The Lib Dems would like to see the cash raised by local councils through rent spent on improving council housing stock in local areas and on building more new council houses - not subsidising government spending elsewhere.

This time last year we won backing from Labour and Tory councillors in Reading for our campaign for action to reform our rotten council housing finance system.

And nationally reform is on its way, apparently, but the government's 'change of heart' will not bring change soon enough for tenants here in Reading or anywhere else. A consultation was launched by Labour nationally but nothing will happen this side of the General Election or this financial year. So the rent has gone up.

Service Charges

Problems for tenants do not end with rent increases. Thanks to the way Labour has structured finance nationally RBC has been forced to start charging tenants extra for services they used to receive as part of their rent.

I succeeded in getting officers to delay plans to introduce charges after the Labour administration got itself into a bit of muddle just before Christmas in a botched consultation. The new charges for lighting in communal areas are set to come in in April.

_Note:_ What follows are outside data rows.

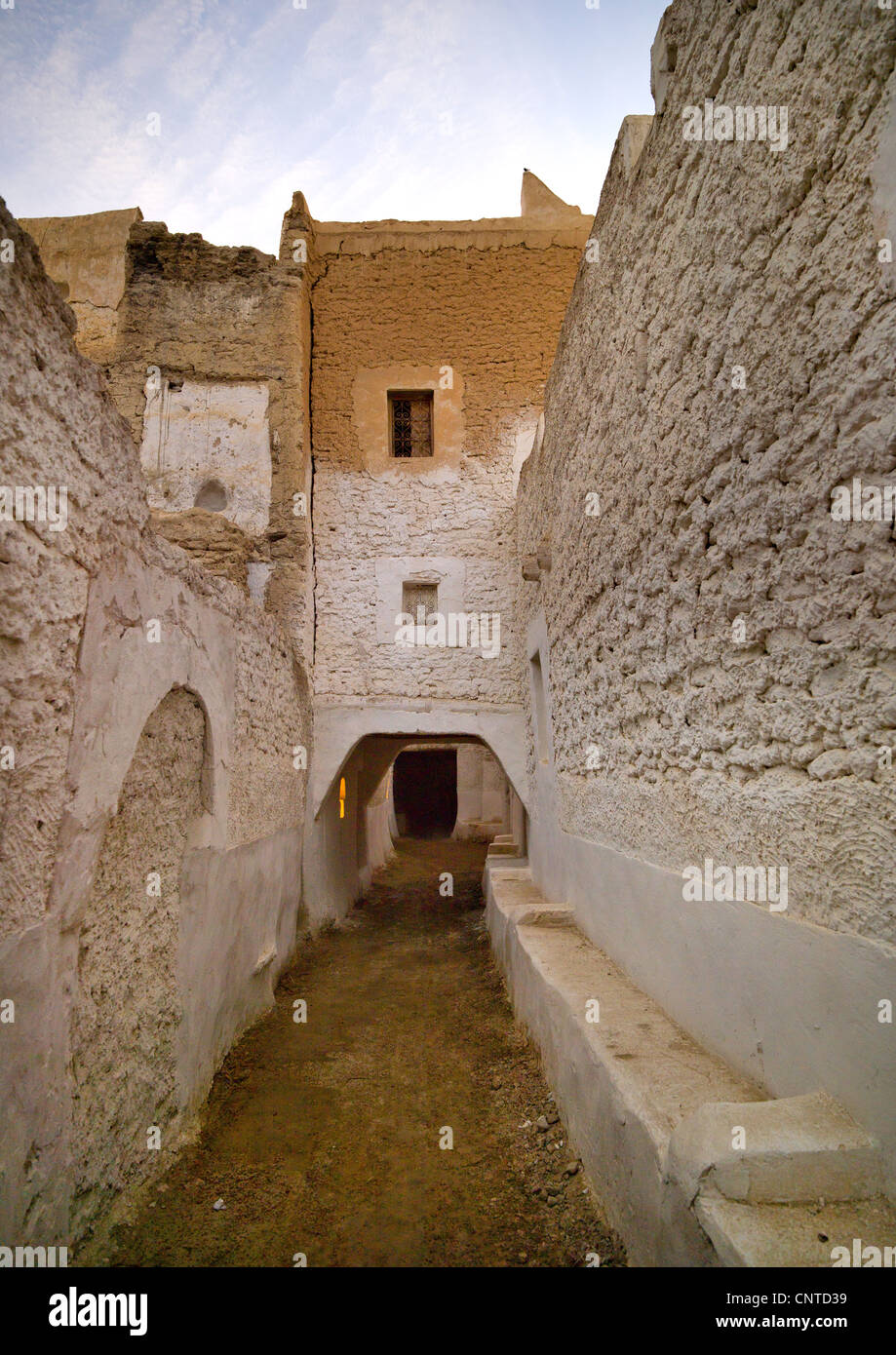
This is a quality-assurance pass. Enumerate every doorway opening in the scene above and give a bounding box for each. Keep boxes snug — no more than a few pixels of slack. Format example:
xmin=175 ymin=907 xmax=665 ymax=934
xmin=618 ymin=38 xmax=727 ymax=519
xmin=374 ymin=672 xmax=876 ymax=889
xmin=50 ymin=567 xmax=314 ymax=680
xmin=392 ymin=748 xmax=457 ymax=837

Several tenants contacted me recently angry about Labour's charging plans. One tenant wrote:

"It is clear to me that these charges represent just another tax on the hardworking families that the Labour government - and Labour-dominated Reading Borough Council claim they want to help."

A report going to Cabinet next week reveals 55 tenants have written to RBC saying they oppose the plans to vary tenancies to allow Labour to introduce service charges.

Higher rent and service charges will make life even more difficult for tenants who are in arrears. RBC plans to send out leaflets with all the rent increase letters to encourage tenants to "contact the rent service if they experience any problems paying their rent."

I challenged the Labour Lead Member for Housing, Cllr Deborah Edwards, at the last full Council meeting about the way the Labour-administration treats tenants who fall behind with rent payments.

Does threatening tenants who fail to pay their rent on time constitute support, I asked. I quoted from an incredibly crass article which featured in the Council Tax Payer funded December edition of Housing News entitled "Rent comes first: Don't be Ho, Ho, Homeless this Christmas"

Cllr Edwards failed to apologise publicly to tenants for the article despite my requests for her to do so, choosing instead to attack those tenants who contacted me who were deeply offended by the article for being "thin-skinned".

Is this what people expected when they voted Labour all those years ago? On seeing the article one tenant commented to me:

"This is the sort of thing you might expect from a Tory Council, not a Labour one!

But as Sarah Teather, Lib Dem Housing Spokesperson pointed out in her speech at our Party's Federal Conference last year the Conservatives have no plans to do things differently if they form the next government:

"Blue-red, red-blue, Thatcher, Major, Blair, Brown what’s the difference?

That’s why the Tories won’t change any Labour policies – because they’re all Tory policies in the first place."

But it's not all doom and gloom. I'm really pleased to see the Labour-administration have pledged the continuation and extension of the so-called Decent Neighbourhoods Fund in Reading over the next financial year. Investment in the infrastructure of housing estates in Reading is something I have actively championed and campaigned for over a period of years.

To the frustration of tenants and residents, Labour in Reading have taken their eye off the ball and allowed estates to become rundown and neglected in their headlong rush to chase 'Decent Homes' targets. Decent homes are important but so are our neighbourhoods: people want to live in clean and safe areas - and I think they have a right to expect that their Council will work to keep them that way.

I have seen the tangible benefits that investment in estate areas can bring communities on an estate in my own ward - Hexham Road. As PPC for Reading West I will campaign for estates across West Reading and West Berkshire to benefit from the same investment, and the same improved quality of life for the benefit of residents who live on them.